We do not really care about the value of that constant.

What we care really is the term on the exponent.

And then we have the conditional density of X given Theta, which is a normal with these parameters.

And therefore, it takes the form c e to the minus 1/2.

It’s a density in x.

And so, up here, we have x minus the mean of that density.

But the mean is equal to theta, squared.

And this is the final form.

Now what we notice here is that we have a few constant terms.

Another term that depends on x, and then a quadratic in theta.

So we can write all this as some function of x, and then e to the negative of some quadratic in theta.

Now when we’re doing inference, we are given the value of X.

So let us fix a particular value of little x and concentrate on the dependence on theta.

So with x being fixed, this is just a constant.

And as a function of theta, it’s e to the minus something quadratic in theta.

And we recognize that this is a normal PDF.

So we conclude that the posterior distribution of Theta, given our observation, is normal.

Since it is normal, the expected value of this conditional PDF will be the same as the peak of that the PDF.

And this would be our point estimate of Theta in particular.

If we use either of the MAP– Maximum A Posterior Probability– or the least mean squares estimator, which is defined as the conditional expectation of Theta, given the observation that we have made.
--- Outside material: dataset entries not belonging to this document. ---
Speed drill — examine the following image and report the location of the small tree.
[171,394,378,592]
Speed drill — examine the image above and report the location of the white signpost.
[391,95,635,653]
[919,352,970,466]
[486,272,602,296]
So this conditional expectation is just the mean of this posterior distribution.

It is also the peak of that posterior distribution.

So let us find what the peak is.

To find the peak, we focus on the exponent term, which is ignoring the minus sign, the exponent term is this one.

And to find the peak of the distribution, we need to find the place where this exponent term is smallest.

To find out when this term is smallest, we take its derivative with respect to theta and set it equal to 0.

The derivative of this term is theta.

The derivative of this term is theta minus x.

We set this to 0.

And when we solve this equation, we find 2 theta equal to x.

Therefore, theta is equal to x/2.

And so, we conclude from here that the peak of the distribution occurs when theta is equal to x/2.

And this is our estimate of theta.

So our estimate takes into account that we believe that theta is 0 on the average.

But also takes into account the observation that we have made, and comes up with a value that’s in between our prior mean, which was 0, and the observation, which is little x.

So this is what the estimates are.

If we want to talk about estimators, which are now random variables, what would they be?

The estimator is a random variable that takes this value whenever capital X takes the value of little x.

Therefore, it’s the random variable, which is equal to capital X/2.

This is a relation between random variables.

This is a corresponding relation between numbers if you’re given a specific value for little x.

How special is this example?

It turns out that the same structure of the solution shows up even if we assume that Theta and W are independent normal random variables, but with some general means and variances.

You should be able to verify on your own by repeating the calculations that we just carried out that the posterior distribution of Theta will still be normal.

And since it is normal, the peak of the distribution is the same as the expected value.

So the expected value, or least mean squares estimator, coincides with the maximum a-posteriori probability estimator.

And finally, although this formula will not be exactly true, there will be a similar formula for the estimator, namely the estimator will turn out to be a linear function of the measurements.

We will see that these conclusions are actually even more general than that.

And this is what makes it very appealing to work with normal random variables and linear relations.